Reporters on the Job

December 24, 2007

A Case of Mistaken Identity: Staff writer Peter Ford says he has rarely been reminded so forcefully of his graying beard, his ruddy cheeks, and the spectacles he wears on the end of his nose when he is taking notes as he was the other day, interviewing young customers at the Christmas decoration market in Beijing for today's story on how the Chinese are taking to Christmas with glee .

"One young woman was lugging a huge plastic bag full of Santa Claus hats," Peter reports, "and I asked her what they were all for. She told me everyone at her office party would be wearing one, and that I should put one on, too."

Peter, innocently, asked her why.

"Because you look just like Santa Claus already," the young woman giggled.

Let Us Know When You Find It: Worthwhile stories can pop up anywhere, but staff writer Scott Peterson's tale of the Tehran Peace Museum today had an uncommon origin. Last spring, the Monitor ran a series of Scott's stories about the rise of Shiite Muslim power in the region. Among them was a sidebar about the Martyr's Museum in Tehran, a sparsely attended, stark place full of the stories of martyrs that illustrated how many veterans of the Iran-Iraq war viewed their fight in ideological terms.

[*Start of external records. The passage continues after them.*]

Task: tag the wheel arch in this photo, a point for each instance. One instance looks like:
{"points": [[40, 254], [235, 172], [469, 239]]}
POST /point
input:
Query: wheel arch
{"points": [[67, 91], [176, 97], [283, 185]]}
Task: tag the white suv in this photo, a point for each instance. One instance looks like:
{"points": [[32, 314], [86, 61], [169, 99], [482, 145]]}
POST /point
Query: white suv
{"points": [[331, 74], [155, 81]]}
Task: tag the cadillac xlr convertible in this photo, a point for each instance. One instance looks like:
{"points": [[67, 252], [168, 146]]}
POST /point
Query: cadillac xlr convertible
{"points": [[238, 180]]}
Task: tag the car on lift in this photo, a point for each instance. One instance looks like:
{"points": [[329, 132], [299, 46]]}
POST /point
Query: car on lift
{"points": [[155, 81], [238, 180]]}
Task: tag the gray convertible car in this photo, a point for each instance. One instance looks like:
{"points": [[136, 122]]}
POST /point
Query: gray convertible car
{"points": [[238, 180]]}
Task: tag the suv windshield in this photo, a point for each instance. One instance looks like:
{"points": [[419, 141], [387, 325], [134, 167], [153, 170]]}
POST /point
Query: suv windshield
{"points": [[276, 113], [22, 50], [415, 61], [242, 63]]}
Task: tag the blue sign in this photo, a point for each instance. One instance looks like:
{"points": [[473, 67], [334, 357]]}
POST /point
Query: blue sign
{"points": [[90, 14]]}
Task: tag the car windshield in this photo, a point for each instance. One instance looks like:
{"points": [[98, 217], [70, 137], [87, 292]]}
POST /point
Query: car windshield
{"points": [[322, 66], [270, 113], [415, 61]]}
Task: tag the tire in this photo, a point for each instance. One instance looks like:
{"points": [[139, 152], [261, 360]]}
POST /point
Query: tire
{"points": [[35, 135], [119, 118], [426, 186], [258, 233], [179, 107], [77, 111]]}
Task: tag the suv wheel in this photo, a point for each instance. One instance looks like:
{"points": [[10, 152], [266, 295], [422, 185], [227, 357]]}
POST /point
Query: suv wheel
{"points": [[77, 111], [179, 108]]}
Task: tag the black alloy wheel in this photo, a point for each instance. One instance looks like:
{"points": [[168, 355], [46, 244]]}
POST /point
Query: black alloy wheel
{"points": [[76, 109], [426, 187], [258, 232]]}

One reader, Scott says, wrote to complain about "one very slanted view of Iranian society that the US media so often presents to the public." The reader went on to describe "another museum that Americans should know about, the Tehran Peace Museum."

Scott decided to track it down for a story, though he had never heard of it. And when he returned to Iran, neither had any of the Iranian officials or translators he worked with. One told him: "If you find it, let us know, so we can tell other journalists about it."